C:\herong>java UnicodeCharacterToChars

                 Code point: 00000043
                isDefined(): true
                  getName(): LATIN CAPITAL LETTER C
           isBmpCodePoint(): true
 isSupplementaryCodePoint(): false
                charCount(): 1
            highSurrogate(): D7C0
             lowSurrogate(): DC43
          isSurrogatePair(): false
                  toChars(): 0043
     UTF-16BE byte sequence: 00 43

                 Code point: 00002103
                isDefined(): true
                  getName(): DEGREE CELSIUS
           isBmpCodePoint(): true
 isSupplementaryCodePoint(): false
                charCount(): 1
            highSurrogate(): D7C8
             lowSurrogate(): DD03
          isSurrogatePair(): false
                  toChars(): 2103
     UTF-16BE byte sequence: 21 03

                 Code point: 0001F132
                isDefined(): true
                  getName(): SQUARED LATIN CAPITAL LETTER C
           isBmpCodePoint(): false
 isSupplementaryCodePoint(): true
                charCount(): 2
            highSurrogate(): D83C
             lowSurrogate(): DD32
          isSurrogatePair(): true
                  toChars(): D83C DD32
     UTF-16BE byte sequence: D8 3C DD 32

                 Code point: 0001F1A0
                isDefined(): false
                  getName(): null
           isBmpCodePoint(): false
 isSupplementaryCodePoint(): true
                charCount(): 2
            highSurrogate(): D83C
             lowSurrogate(): DDA0
          isSurrogatePair(): true
                  toChars(): D83C DDA0
     UTF-16BE byte sequence: D8 3C DD A0

                 Code point: 0020FFFF
                isDefined(): false
java.lang.IllegalArgumentException

The output confirms that:

The isDefined(int codePoint) should be the first method to call make sure that the given int value represents a defined Unicode code point.
If isDefined(int codePoint) returns false, stop calling other static methods.

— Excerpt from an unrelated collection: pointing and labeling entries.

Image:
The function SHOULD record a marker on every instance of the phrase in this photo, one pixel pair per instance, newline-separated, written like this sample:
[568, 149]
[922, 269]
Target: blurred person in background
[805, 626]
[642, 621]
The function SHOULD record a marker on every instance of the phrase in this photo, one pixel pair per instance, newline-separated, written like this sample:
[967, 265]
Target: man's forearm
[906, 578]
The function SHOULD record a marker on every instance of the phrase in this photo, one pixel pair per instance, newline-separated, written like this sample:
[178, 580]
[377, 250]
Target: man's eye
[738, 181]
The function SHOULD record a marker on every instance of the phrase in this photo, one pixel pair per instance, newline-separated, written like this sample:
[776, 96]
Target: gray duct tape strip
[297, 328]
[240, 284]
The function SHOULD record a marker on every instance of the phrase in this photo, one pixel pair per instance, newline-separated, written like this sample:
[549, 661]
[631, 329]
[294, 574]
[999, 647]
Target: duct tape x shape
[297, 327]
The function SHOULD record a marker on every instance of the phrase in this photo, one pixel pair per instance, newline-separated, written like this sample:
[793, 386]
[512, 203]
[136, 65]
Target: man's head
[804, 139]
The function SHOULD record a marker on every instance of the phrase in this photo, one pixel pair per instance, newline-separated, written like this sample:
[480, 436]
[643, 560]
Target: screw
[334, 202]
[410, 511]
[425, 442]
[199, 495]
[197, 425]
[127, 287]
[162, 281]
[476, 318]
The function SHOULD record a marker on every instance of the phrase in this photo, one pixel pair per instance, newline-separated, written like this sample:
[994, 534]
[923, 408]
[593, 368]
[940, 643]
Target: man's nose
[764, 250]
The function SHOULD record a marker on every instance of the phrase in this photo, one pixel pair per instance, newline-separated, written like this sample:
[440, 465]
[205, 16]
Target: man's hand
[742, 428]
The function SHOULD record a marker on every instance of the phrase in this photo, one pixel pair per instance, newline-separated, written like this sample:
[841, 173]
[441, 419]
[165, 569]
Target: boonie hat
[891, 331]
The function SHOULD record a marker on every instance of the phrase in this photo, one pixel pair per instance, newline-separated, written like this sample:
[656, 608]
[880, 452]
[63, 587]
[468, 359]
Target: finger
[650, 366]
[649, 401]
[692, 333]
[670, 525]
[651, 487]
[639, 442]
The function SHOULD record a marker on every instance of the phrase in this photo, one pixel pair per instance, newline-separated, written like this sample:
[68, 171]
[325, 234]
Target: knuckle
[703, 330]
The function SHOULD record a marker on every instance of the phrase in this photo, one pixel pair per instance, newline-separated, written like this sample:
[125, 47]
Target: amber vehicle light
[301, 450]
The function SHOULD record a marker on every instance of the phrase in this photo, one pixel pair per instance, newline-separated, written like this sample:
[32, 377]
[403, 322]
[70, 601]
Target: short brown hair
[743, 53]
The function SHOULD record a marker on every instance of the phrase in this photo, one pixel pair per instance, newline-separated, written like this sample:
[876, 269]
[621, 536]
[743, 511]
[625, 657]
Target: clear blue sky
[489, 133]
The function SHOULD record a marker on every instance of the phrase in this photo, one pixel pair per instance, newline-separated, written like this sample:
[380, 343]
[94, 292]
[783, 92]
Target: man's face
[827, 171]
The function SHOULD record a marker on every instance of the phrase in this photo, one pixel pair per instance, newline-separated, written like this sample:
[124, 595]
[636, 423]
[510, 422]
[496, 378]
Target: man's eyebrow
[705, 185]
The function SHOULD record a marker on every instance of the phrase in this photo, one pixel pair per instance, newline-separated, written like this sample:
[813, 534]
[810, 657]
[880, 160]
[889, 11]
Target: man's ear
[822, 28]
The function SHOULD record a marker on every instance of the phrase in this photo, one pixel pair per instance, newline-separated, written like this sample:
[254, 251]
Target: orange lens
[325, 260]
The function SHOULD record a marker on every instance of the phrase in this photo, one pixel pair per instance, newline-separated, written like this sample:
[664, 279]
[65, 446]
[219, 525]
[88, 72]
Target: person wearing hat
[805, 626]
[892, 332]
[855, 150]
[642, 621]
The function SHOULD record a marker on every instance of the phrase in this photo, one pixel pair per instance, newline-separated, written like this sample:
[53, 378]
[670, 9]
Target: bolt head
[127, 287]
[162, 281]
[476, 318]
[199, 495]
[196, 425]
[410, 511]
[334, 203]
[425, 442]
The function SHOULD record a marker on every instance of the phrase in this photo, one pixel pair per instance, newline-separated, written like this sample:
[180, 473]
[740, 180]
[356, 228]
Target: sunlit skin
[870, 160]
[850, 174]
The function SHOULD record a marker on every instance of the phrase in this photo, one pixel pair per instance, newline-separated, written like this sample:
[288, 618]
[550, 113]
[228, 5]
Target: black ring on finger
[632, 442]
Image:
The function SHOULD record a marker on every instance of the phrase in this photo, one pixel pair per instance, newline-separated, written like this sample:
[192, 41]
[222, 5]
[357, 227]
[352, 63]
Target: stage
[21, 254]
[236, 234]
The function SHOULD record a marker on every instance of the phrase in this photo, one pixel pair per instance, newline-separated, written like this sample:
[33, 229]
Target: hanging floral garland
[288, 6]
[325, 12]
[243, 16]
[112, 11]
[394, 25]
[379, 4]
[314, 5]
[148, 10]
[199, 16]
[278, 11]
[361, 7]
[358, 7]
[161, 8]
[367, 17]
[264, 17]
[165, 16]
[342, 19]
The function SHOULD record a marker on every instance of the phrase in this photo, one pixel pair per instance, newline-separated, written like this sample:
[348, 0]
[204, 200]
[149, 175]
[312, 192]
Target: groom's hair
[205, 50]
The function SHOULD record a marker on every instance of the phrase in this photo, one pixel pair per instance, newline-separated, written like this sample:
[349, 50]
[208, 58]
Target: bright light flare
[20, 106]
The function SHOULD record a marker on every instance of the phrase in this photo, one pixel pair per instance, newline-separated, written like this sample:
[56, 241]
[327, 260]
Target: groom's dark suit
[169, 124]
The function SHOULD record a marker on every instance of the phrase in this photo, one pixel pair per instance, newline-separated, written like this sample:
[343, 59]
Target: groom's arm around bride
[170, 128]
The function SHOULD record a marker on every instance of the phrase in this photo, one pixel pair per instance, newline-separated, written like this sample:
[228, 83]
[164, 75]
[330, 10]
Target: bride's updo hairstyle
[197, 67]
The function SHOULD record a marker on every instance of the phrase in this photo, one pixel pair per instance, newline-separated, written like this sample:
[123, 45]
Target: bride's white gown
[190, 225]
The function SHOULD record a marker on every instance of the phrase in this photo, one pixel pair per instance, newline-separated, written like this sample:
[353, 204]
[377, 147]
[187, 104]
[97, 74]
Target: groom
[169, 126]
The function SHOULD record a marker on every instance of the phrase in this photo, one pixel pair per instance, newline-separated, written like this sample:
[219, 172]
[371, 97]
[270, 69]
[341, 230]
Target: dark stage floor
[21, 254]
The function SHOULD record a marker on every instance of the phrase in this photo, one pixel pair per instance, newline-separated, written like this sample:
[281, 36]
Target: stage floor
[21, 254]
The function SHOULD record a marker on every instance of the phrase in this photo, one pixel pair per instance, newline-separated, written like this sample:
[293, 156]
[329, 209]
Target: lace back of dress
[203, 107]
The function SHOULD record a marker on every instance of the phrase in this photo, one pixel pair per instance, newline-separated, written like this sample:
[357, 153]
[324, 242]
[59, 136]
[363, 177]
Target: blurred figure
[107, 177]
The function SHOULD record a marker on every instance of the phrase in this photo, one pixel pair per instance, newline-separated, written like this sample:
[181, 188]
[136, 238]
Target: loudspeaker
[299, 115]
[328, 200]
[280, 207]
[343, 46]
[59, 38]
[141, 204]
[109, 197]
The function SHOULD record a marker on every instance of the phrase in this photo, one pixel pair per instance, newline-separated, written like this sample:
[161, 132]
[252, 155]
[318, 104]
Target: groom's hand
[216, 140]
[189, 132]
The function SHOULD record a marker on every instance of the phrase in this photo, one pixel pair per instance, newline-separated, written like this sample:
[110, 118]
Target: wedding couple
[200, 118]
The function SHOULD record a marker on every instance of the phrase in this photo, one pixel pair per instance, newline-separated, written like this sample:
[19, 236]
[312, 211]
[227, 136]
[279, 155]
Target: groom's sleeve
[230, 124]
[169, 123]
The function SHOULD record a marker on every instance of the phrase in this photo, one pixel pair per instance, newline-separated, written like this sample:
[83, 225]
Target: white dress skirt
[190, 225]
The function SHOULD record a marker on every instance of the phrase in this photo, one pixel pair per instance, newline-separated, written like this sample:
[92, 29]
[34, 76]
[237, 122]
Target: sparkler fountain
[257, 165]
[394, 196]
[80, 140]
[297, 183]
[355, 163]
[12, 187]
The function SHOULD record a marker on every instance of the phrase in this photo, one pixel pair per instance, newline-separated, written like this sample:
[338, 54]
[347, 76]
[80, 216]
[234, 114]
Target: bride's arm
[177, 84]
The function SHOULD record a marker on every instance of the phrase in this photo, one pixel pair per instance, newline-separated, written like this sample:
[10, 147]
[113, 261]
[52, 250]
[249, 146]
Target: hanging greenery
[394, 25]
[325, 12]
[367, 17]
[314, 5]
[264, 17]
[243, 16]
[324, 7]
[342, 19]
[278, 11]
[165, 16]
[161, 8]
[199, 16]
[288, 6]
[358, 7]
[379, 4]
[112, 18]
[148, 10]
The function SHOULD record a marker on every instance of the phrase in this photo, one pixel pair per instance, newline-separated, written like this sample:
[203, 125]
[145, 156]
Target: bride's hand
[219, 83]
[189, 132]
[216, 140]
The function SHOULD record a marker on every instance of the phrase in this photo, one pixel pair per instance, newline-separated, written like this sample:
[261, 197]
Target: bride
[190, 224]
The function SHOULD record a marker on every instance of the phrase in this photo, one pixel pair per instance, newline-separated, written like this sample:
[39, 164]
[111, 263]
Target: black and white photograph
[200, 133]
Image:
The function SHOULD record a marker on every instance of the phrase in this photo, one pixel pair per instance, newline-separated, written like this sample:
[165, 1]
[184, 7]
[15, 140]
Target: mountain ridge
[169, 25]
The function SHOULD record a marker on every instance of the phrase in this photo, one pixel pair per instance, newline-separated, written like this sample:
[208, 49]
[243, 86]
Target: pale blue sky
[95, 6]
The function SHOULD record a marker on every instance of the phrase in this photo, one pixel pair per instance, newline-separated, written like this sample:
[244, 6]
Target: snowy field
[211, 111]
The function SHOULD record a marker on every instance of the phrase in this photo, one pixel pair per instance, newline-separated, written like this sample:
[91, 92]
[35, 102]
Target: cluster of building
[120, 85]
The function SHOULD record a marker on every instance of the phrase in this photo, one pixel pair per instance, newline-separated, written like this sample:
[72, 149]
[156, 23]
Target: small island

Calling Character method with an undefined code point value, may result exceptions.
Java can return the character name for each defined Unicode character.
For BMP characters, highSurrogate(int codePoint) and lowSurrogate(int codePoint) return invalid values.
For supplementary characters, highSurrogate(int codePoint) and lowSurrogate(int codePoint) return a valid surrogate "char" pair.
The toChars(int codePoint) also returns the surrogate "char" pair with high surrogate "char" first for supplementary characters.
The "char" sequence returned by toChars(int codePoint) is identical to the byte sequence returned from the UTF-16BE encoding for both BMP and supplementary characters.